Leon opened the door and got inside the van. He started the engine, adjusted the seat and the mirrors. Mr. McBride walked to the driver's door, lit an unfiltered cigarette, and watched Leon. "You know, some folks don't like this," he said.
"Thank you, but most folks around here don't care," Leon replied. He was preoccupied and not in the mood for small talk.
"Me, I think it's wrong."
"Thank you. I'll be back before noon," Leon said softly, then backed away and disappeared down the street. He settled into the seat, tested the brakes, slowly gunned the engine to check the power. Twenty minutes later he was far from Clanton, deep in the hills of northern Ford County. Out from the settlement of Pleasant Ridge, the road became gravel, the homes smaller and farther apart. Leon turned in to a short driveway that stopped at a boxlike house with weeds at the doors and an asphalt shingle roof in need of replacement. It was the Graney home, the place he'd been raised along with his brothers, the only constant in their sad and chaotic lives. A jerry-rigged plywood ramp ran to the side door so that his mother, Inez Graney, could come and go in her wheelchair.
By the time Leon turned off the engine, the side door was open and Inez was rolling out and onto the ramp. Behind her was the hulking mass of her middle son, Butch, who still lived with his mother because he'd never lived anywhere else, at least not in the free world. Sixteen of his forty-six years had been behind bars, and he looked the part of the career criminal - long ponytail, studs in his ears, all manner of facial hair, massive biceps, and a collection of cheap tattoos a prison artist had sold him for cigarettes. In spite of his past, Butch handled his mother and her wheelchair with great tenderness and care, speaking softly to her as they negotiated the ramp.
Leon watched and waited, then walked to the rear of the van and opened its double doors. He and Butch gently lifted their mother up and sat her inside the van. Butch pushed her forward to the console that separated the two bucket seats bolted into the floor.
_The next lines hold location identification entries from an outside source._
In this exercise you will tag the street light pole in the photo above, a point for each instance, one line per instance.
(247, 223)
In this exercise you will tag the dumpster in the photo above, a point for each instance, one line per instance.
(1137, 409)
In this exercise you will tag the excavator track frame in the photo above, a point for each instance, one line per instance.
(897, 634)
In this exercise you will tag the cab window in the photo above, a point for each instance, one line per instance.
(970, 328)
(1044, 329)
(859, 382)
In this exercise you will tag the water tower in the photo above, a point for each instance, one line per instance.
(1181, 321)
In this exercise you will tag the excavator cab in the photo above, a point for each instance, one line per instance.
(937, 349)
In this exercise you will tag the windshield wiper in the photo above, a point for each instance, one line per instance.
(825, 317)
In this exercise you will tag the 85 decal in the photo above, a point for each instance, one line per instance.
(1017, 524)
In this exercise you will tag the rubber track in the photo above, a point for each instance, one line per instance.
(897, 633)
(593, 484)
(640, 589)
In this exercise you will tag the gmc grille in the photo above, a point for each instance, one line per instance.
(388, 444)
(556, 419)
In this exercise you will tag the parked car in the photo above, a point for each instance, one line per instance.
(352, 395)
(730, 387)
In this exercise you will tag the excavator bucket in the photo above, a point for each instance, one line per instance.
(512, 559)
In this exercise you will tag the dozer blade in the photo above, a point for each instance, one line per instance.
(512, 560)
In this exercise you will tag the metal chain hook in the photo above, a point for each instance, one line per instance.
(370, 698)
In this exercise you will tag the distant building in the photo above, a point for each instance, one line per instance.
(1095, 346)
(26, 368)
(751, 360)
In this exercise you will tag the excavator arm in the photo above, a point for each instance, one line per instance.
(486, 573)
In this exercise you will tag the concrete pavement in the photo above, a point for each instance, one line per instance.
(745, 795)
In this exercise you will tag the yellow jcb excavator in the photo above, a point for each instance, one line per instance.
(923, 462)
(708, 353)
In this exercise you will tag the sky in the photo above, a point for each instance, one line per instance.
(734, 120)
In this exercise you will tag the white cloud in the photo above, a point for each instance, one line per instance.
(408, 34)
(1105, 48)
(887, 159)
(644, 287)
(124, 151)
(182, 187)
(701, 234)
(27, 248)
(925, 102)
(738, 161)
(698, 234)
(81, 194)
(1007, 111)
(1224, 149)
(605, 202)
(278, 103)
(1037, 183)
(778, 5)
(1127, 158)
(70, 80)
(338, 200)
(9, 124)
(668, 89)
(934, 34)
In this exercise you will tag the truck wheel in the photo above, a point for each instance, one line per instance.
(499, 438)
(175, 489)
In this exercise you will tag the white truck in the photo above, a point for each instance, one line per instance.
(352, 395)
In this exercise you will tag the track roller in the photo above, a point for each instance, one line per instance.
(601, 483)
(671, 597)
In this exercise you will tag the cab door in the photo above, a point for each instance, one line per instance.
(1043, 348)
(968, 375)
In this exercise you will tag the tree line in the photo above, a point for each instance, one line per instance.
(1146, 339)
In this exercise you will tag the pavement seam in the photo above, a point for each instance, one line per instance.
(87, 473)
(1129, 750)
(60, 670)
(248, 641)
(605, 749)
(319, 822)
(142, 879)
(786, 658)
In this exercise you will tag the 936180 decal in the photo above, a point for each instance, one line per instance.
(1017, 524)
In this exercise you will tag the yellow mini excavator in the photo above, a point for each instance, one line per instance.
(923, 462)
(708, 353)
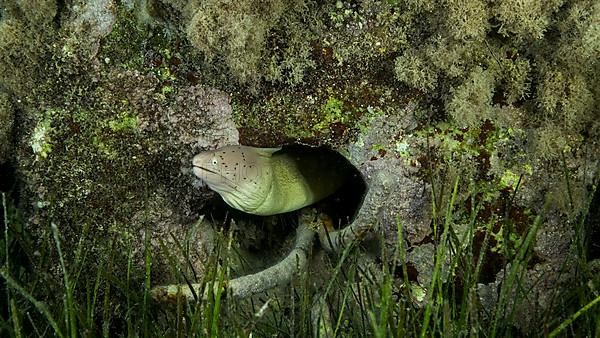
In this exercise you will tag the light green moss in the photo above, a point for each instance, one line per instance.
(415, 72)
(41, 139)
(471, 102)
(126, 122)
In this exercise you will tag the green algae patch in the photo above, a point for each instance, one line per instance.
(124, 123)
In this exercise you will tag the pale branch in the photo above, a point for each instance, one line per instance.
(336, 241)
(246, 286)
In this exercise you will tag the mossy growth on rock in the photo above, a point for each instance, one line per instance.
(6, 128)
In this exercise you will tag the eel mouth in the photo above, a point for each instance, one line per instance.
(206, 169)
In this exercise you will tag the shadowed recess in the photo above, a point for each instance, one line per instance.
(319, 166)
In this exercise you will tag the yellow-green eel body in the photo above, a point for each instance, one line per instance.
(269, 181)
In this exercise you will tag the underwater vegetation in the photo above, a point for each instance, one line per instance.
(489, 111)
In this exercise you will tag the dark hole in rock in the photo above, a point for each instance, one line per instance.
(7, 177)
(341, 206)
(593, 226)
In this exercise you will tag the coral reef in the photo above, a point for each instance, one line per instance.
(103, 104)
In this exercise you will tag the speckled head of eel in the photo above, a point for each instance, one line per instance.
(241, 175)
(268, 181)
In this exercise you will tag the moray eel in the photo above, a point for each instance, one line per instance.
(269, 181)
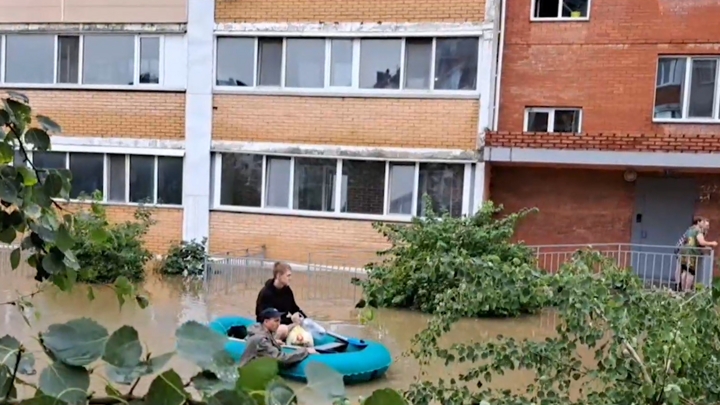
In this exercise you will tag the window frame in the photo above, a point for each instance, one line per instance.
(551, 119)
(106, 183)
(354, 89)
(468, 168)
(686, 84)
(559, 18)
(81, 53)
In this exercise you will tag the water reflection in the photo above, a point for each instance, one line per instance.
(173, 303)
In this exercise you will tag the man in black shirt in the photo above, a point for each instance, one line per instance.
(277, 294)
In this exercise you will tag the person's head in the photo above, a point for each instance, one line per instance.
(270, 318)
(702, 223)
(281, 274)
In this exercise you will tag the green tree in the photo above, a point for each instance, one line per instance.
(435, 260)
(650, 347)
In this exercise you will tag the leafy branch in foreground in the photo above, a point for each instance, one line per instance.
(646, 346)
(76, 347)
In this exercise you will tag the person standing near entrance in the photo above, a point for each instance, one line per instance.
(690, 250)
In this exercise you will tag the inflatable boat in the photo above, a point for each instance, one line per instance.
(357, 360)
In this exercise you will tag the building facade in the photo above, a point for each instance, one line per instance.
(608, 119)
(291, 125)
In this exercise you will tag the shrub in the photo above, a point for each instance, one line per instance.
(106, 251)
(436, 260)
(187, 259)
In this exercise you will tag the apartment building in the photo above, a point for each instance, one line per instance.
(290, 124)
(608, 119)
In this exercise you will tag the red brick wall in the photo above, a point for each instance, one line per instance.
(330, 11)
(608, 67)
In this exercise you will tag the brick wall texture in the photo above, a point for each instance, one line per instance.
(606, 66)
(330, 11)
(414, 123)
(113, 114)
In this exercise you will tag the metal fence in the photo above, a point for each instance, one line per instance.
(657, 266)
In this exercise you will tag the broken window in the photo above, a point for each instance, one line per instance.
(553, 120)
(561, 8)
Leon latched the wheelchair into place with strips of packing twine someone at McBride's had left in the van, and when Inez was secure, her boys got settled in their seats. The journey began. Within minutes they were back on the asphalt and headed for a long night.
Inez was seventy-two, a mother of three, grandmother of at least four, a lonely old woman in failing health who couldn't remember her last bit of good luck. Though she'd considered herself single for almost thirty years, she was not, at least to her knowledge, officially divorced from the miserable creature who'd practically raped her when she was seventeen, married her when she was eighteen, fathered her three boys, then mercifully disappeared from the face of the earth. When she prayed on occasion, she never failed to toss in an earnest request that Ernie be kept away from her, be kept wherever his miserable life had taken him, if in fact his life had not already ended in some painful manner, which was really what she dreamed of but didn't have the audacity to ask of the Lord. Ernie was still blamed for everything - for her bad health and poverty, her reduced status in life, her seclusion, her lack of friends, even the scorn of her own family. But her harshest condemnation of Ernie was for his despicable treatment of his three sons. Abandoning them was far more merciful than beating them.